Several structures of PilZ domain proteins have been solved in their apo and holo forms. One is the two-domain Vibrio cholerae protein VCA0042. A comparison of apo VCA0042 with its holo structure (20) shows that binding of a single c-di-GMP molecule induces a conformational change in the loop connecting the C-terminal PilZ domain to the N-terminal YcgR-N domain. This brings the two domains into close proximity, thereby forming a new allosteric interaction surface with c-di-GMP at their mutual interface. It has been shown recently that YcgR, a homolog of VCA0042 in Escherichia coli, is able to bind to the flagellar motor in its c-di-GMP-bound form (21). Although VCA0042 appears to bind only one molecule of c-di-GMP and does not alter its quaternary structure upon ligand binding, PP4397 from Pseudomonas putida binding of two molecules of c-di-GMP in the junction of its YcgR-N and PilZ domains results in a dimer-monomer transition (22). This suggested that different PilZ domain proteins exhibit distinct binding stoichiometries and mechanistic principles.

All structures of c-di-GMP protein complexes solved until today involve multidomain proteins (for review, see Ref. 15). In these structures, the binding of c-di-GMP within a hinge-like region induces an allosteric rearrangement of the neighboring domains via fixation to the ligand. It was proposed that this c-di-GMP-induced domain immobilization represents a general mechanism for signal transduction. In contrast to these multidomain proteins, the PilZ domain PA4608 from P. aeruginosa is a single domain c-di-GMP-binding protein. The apo solution structure of PA4608 was solved by Ramelot et al. (23), who also confirmed binding of c-di-GMP by chemical shift analysis. NMR chemical shift mapping was then used to localize the ligand binding site of PA4608 to one side of the protein surface and to demonstrate that c-di-GMP binds to PA4608 as a dimer (16). Furthermore, these analyses demonstrated that PA4608 remains monomeric after ligand binding (16).

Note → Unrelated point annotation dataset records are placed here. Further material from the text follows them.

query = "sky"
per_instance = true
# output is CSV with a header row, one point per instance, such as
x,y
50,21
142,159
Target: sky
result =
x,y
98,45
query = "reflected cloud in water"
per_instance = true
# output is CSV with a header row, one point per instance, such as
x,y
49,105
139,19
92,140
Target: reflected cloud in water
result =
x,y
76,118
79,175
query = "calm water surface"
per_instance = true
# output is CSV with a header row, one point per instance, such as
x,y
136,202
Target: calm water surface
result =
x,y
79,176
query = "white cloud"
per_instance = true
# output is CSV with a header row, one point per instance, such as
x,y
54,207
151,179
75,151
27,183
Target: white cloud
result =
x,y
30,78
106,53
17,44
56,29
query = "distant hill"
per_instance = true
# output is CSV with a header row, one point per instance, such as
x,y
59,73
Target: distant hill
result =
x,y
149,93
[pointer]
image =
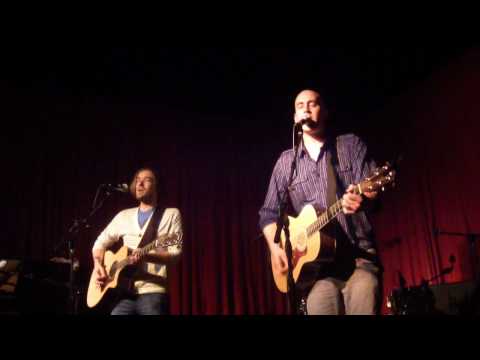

Here we report the structure of the complex of PA4608 with c-di-GMP solved by advanced solution NMR techniques. Uniform 13C, 15N isotope labeling of both c-di-GMP and PA4608 allowed the observation of a large number of intermolecular and intraligand NOE contacts, 1DHN and 1DCH ligand and protein residual dipolar couplings (RDCs), and intermolecular hydrogen bond scalar couplings. Both termini of the protein undergo large structural changes upon ligand binding while retaining a certain amount of flexibility. In particular, the C-terminal helix is displaced by the ligand, thereby opening one side of the β-barrel as a binding site, and the N terminus containing the RXXXR PilZ domain motif wraps around the ligand and in turn ties the C-terminal helix in a loose conformation induced by a number of hydrophobic contacts. The rearranged termini expose a highly negatively charged surface on one side of the complex to a possible effector protein. This induced folding of the flexible N terminus containing the PilZ signature RXXXR and the resulting clustering of surface charges may present a general mechanism for c-di-GMP readout by PilZ domains.

EXPERIMENTAL PROCEDURES

Protein Expression and Purification

Overexpression, 13C, 15N labeling, and purification of PA4608 were achieved as described previously (16). In the protein construct used, the PA4608 sequence is preceded by a hexahistidine tag with the sequence MGSSHHHHHHSSGLVPRGSH. c-di-GMP was produced enzymatically from GTP by using a non-feedback-inhibited mutant of the diguanylate cyclase DgcA named DgcA0646, in which the inhibition site RESD is replaced by GRDC (24, 25). Uniformly 13C- and 15N-labeled c-di-GMP was produced in the same manner but starting with 13C-, 15N-labeled GTP (Spectra Stable Isotopes) as a precursor.

NMR Samples

Uniformly 13C,15N- and 15N-labeled samples of apo PA4608 (0.8–1.2 mm) were prepared in 250 mm NaCl, 10 mm Tris-HCl at pH 6.7, 0.01% NaN3 (w/v), and 5% (v/v) D2O as sample volumes of 200–400 μl. For complex formation, c-di-GMP was titrated to the apo PA4608 samples from a 20 mm stock solution, and the fraction of apo- and ligand-bound protein was monitored by 1H-15N heteronuclear single quantum correlation spectra. The titration was stopped at two equivalents of c-di-GMP, i.e. when the protein was saturated. For preparation of D2O samples, the H2O samples were lyophilized and redissolved in D2O twice. Non-isotropic samples of complexed (apo) protein were prepared by adding 18 mg/ml (26 mg/ml) filamentous phage Pf1 (Asla Biotech).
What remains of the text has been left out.